Kalau Khansa pernah berpikir tentang hal itu, pastinya bukanlah hari ini.
Ia sedang duduk di mejanya yang biasa setelah pulang sekolah di tempat yang biasa. Sandwich ada di tangan kanannya dan sebuah buku novel ada di bawah hidungnya. Ia mengenakan kacamata, rambut dicepol asal-asalan, dan ada satu jus apel kotak di atas meja, ketika seseorang tiba-tiba menghampiri mejanya.
“Bisa kau bantu aku di bagian ini?”
Khansa sudah mengenal suara dingin yang mengandung ketidakacuhan itu. Tetapi ia tidak menyangka kalimat tersebut akan terlontar dari mulut cowok itu.
Gabriel memegang makalah sejarah Amerikanya, dia menunjuk satu tulisan. Khansa segera duduk lebih tegak untuk menjelaskan bagian itu pada Gabriel.
Sepertinya cowok itu sekarang sudah sedikit menggunakan akal sehatnya. Di mejanya ada sebuah laptop dan buku pelajaran dan catatan berserakan di mana-mana. Ada pula dua tumpukan kertas. Dia dari tadi sibuk dan fokus dengan pekerjaannya. Suatu kemajuan.
Gabriel kembali pada laptopnya dan Khansa kembali pada novelnya.
“Guaverra.” Selang beberapa menit Gabriel memanggil. “Haruskah aku menulis materi yang ini juga? Ini panjang sekali. Aku malas menulisnya.”
“Yang mana?”
Gabriel mengangkat bukunya ke atas dan memperlihatkan isinya kepada Khansa, dia menunjuk satu judul.
Khansa harus sedikit memicingkan mata untuk bisa membaca tulisannya. “Tidak perlu kau tulis jika kau tidak mau.”

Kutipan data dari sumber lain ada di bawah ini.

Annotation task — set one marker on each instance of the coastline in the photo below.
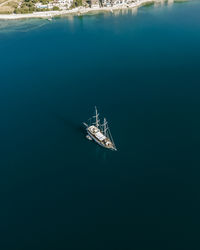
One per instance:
(76, 11)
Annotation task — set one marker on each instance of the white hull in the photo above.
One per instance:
(95, 139)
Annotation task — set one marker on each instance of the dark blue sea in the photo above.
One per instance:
(59, 191)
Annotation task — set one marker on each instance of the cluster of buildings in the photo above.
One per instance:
(61, 4)
(66, 4)
(110, 3)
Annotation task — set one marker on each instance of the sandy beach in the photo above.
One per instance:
(76, 11)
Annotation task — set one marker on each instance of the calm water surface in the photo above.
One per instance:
(60, 191)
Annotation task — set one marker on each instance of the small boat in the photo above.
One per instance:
(100, 133)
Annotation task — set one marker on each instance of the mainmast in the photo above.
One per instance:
(105, 127)
(96, 118)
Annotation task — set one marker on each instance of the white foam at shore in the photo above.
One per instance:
(79, 10)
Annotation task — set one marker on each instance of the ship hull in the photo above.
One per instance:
(97, 141)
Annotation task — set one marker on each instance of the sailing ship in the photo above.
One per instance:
(100, 133)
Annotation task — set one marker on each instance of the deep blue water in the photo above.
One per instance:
(60, 191)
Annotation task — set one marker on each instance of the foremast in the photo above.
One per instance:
(107, 133)
(97, 121)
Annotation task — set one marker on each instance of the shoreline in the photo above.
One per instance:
(77, 11)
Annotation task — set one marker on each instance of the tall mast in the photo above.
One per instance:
(105, 127)
(96, 117)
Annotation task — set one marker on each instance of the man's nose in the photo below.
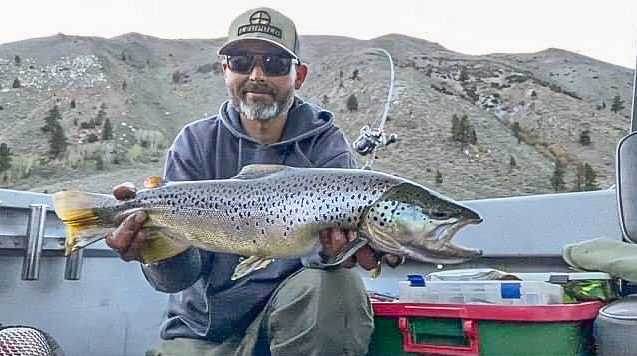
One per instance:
(257, 72)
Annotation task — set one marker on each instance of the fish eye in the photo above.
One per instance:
(438, 215)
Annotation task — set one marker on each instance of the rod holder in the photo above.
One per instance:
(34, 242)
(73, 265)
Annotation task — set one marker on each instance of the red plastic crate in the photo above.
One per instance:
(477, 317)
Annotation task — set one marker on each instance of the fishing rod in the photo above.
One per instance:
(371, 139)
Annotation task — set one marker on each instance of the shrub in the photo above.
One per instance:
(618, 104)
(352, 103)
(585, 138)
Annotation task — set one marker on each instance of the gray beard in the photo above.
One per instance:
(259, 111)
(263, 112)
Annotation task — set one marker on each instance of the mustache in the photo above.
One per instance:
(258, 88)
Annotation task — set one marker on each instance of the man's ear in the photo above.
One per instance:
(224, 67)
(301, 74)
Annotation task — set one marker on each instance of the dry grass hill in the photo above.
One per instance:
(149, 87)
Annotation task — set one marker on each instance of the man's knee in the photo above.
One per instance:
(320, 313)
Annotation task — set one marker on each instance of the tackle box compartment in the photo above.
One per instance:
(409, 329)
(493, 292)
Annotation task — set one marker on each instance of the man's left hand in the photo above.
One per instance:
(334, 240)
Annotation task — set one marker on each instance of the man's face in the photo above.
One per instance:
(256, 94)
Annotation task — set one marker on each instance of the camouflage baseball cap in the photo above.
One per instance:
(263, 24)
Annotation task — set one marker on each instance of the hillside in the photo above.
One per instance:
(150, 87)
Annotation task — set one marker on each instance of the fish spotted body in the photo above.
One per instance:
(272, 211)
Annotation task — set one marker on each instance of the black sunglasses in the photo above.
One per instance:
(271, 64)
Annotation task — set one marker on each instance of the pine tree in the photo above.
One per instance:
(438, 177)
(557, 180)
(57, 143)
(51, 120)
(515, 128)
(585, 138)
(455, 127)
(5, 157)
(101, 115)
(578, 183)
(590, 178)
(352, 103)
(463, 74)
(107, 130)
(617, 105)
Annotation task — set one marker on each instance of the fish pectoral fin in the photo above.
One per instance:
(260, 170)
(153, 182)
(249, 265)
(162, 243)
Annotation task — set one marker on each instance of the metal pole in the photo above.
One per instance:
(34, 242)
(391, 88)
(73, 265)
(381, 126)
(633, 120)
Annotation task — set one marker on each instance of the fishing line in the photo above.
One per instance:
(371, 139)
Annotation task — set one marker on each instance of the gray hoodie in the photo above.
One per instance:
(205, 303)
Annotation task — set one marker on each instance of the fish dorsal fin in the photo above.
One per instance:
(260, 170)
(406, 193)
(153, 182)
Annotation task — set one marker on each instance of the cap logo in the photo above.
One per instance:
(260, 22)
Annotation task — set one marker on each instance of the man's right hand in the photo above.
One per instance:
(128, 238)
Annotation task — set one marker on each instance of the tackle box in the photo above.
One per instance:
(479, 291)
(409, 329)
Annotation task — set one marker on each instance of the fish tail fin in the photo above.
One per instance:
(250, 264)
(79, 212)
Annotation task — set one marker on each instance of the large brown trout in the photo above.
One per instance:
(271, 211)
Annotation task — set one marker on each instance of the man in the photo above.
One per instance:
(283, 309)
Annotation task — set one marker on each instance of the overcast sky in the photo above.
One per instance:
(604, 30)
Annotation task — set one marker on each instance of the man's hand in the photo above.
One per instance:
(128, 238)
(334, 240)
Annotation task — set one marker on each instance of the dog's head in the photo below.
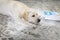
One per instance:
(31, 16)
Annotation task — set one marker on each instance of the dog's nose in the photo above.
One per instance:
(38, 20)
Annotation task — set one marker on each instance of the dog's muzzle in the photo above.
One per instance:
(38, 20)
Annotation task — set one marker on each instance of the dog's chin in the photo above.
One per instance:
(33, 23)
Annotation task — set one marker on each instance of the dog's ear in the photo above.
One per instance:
(25, 16)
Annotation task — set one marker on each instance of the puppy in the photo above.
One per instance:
(19, 10)
(20, 13)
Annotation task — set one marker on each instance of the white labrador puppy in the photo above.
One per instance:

Gabriel menurunkan bukunya dan kembali mengetik.
Sembari membaca, Khansa melirik ke arah Gabriel. Cowok itu duduk bersandar di kursi, matanya menatap layar laptop dan jari-jarinya mengetik. Sudut bibir Khansa terangkat sedikit. Ia senang akhirnya Gabriel mau menerima bantuannya. Cowok itu sebenarnya baik, dia punya hati yang tulus. Tetapi entahlah, terkadang tulus beda tipis dengan rapuh. Dia menyembunyikan sifat aslinya di balik reputasinya dan apa yang dia perlihatkan saat bersama teman-temannya. Tetapi ada satu saat di mana Khansa benar-benar merasakan ketulusannya, hanya momen kecil, dan itu pun tidak ia sangka akan datang dari seorang Gabriel Henford.
Mereka tinggal di kafeteria sampai senja, bahkan sampai cahaya matahari tidak terlihat lagi. Mr. Smith juga sudah selesai membersihkan seluruh ruangan sampai kinclong. Beliau juga mulai akrab dengan Gabriel. Lelaki paruh baya itu sempet mengobrol ringan bersama Gabriel dan tertawa ketika dia sedang mengepel di dekat meja cowok itu.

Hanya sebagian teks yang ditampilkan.